Beriman: Di Antara Kebahagiaan, Ancaman dan Godaan Penyimpangan
UM Surabaya

*)Oleh: Dr. Slamet Muliono Redjosari

Setelah mengkaji seluruh narasi Al-Qur’an, setidaknya bisa disimpulkan bahwa  seorang yang memilih jalan hidup sebagai hamba yang beriman dituntut untuk membuktikan nilai-nilai keimanan dalam kehidupan. Pembuktian atas keimanan itu diwujudkan dengan menjadi hakim ketika memutuskan perkara. Dengan menjadikan hukum Allah sebagai hakim maka akan berujung kebahagiaan. Apa yang dialami para rasul menjadi bukti adanya kebahagiaan bagi yang menjalankan prinsip keimanan.
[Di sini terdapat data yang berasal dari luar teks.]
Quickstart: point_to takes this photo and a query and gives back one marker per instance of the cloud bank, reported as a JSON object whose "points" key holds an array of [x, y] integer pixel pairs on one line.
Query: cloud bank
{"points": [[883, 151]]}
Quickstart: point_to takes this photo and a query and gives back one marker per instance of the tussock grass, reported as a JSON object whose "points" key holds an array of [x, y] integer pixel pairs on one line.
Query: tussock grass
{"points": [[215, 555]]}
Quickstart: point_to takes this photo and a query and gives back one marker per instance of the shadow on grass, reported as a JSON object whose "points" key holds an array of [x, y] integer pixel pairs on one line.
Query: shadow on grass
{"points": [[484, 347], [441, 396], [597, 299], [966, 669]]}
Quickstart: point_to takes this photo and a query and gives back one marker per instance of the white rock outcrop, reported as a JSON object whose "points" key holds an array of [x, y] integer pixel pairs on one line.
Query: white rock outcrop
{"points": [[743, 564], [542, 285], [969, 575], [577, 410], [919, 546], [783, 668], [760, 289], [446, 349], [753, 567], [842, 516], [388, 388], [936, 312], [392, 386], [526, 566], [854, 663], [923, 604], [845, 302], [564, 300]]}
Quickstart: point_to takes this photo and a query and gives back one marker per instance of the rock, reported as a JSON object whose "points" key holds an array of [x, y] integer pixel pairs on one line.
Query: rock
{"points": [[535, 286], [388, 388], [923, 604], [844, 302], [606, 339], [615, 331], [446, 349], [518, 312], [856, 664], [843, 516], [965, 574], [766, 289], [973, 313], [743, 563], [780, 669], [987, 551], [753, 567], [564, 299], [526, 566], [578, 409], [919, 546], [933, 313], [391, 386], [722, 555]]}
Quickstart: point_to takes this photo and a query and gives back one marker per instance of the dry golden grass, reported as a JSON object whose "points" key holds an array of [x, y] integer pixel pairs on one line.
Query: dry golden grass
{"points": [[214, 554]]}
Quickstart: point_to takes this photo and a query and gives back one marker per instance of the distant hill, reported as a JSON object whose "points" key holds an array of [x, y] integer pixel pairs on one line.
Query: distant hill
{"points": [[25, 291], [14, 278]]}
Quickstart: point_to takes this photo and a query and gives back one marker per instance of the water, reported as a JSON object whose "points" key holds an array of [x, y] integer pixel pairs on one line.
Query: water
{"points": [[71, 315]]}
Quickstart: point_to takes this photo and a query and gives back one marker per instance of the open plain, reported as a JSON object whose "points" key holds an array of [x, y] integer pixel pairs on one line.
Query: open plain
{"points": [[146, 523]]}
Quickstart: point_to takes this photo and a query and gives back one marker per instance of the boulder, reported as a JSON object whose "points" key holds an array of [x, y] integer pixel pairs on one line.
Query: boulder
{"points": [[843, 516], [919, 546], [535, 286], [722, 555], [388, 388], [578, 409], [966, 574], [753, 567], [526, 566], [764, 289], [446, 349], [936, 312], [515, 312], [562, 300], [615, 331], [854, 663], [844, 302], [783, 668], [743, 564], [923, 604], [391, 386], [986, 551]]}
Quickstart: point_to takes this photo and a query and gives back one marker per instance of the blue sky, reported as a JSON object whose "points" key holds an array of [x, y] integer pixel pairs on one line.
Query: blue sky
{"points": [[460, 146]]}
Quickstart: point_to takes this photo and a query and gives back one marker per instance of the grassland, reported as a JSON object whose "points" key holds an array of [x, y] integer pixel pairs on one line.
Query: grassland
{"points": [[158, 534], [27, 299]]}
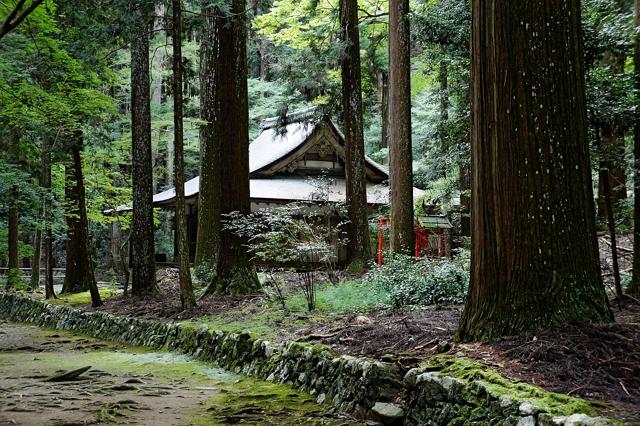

Namun dalam kenyataannya, mewujudkan hal itu menimbulkan risiko yang cukup berat. Tidak sedikit orang yang beriman mengalami ancaman hidup. Dengan ancaman itu ada yang kokoh namun juga ada yang menyimpang dari keimanannya. Dengan kata lain, orang yang beriman akan mengalami  konsekuensi logis berupa ancaman dan penderitaan hidup, sebagaimana yang dialami Ashabul ukhdud, dan ada pula yang lemah sehingga di satu sisi beriman tetapi di sisi lain menduakan keimanannya.

Beriman dan Kebahagiaan

Al-Qur’an memastikan bahwa hamba yang beriman dan memegang teguh jalan keselamatan akan mendapatkan karunia besar, dan hidup dalam kebahagiaan. Hal ini ditunjukkan dengan kehidupan para rasul  yang begitu gigih dalam memegang prinsip sebagai hamba yang beriman. Mereka gigih dan sabar menjalani hidup sebagai orang beriman dengan menunaikan Amanah dengan sungguh-sungguh.

Bahkan sebagai hamba yang beriman, mereka bangga dengan keimanannya dan berupaya untuk memperjuangkan dalam kehidupan di tengah masyarakat yang kompleks. Para rasul mendeklarasikan sebagai pribadi yang bertauhid, dan berupaya menjadikan Allah sebagai satu-satunya Dzat yang wajib diagungkan dan disembah.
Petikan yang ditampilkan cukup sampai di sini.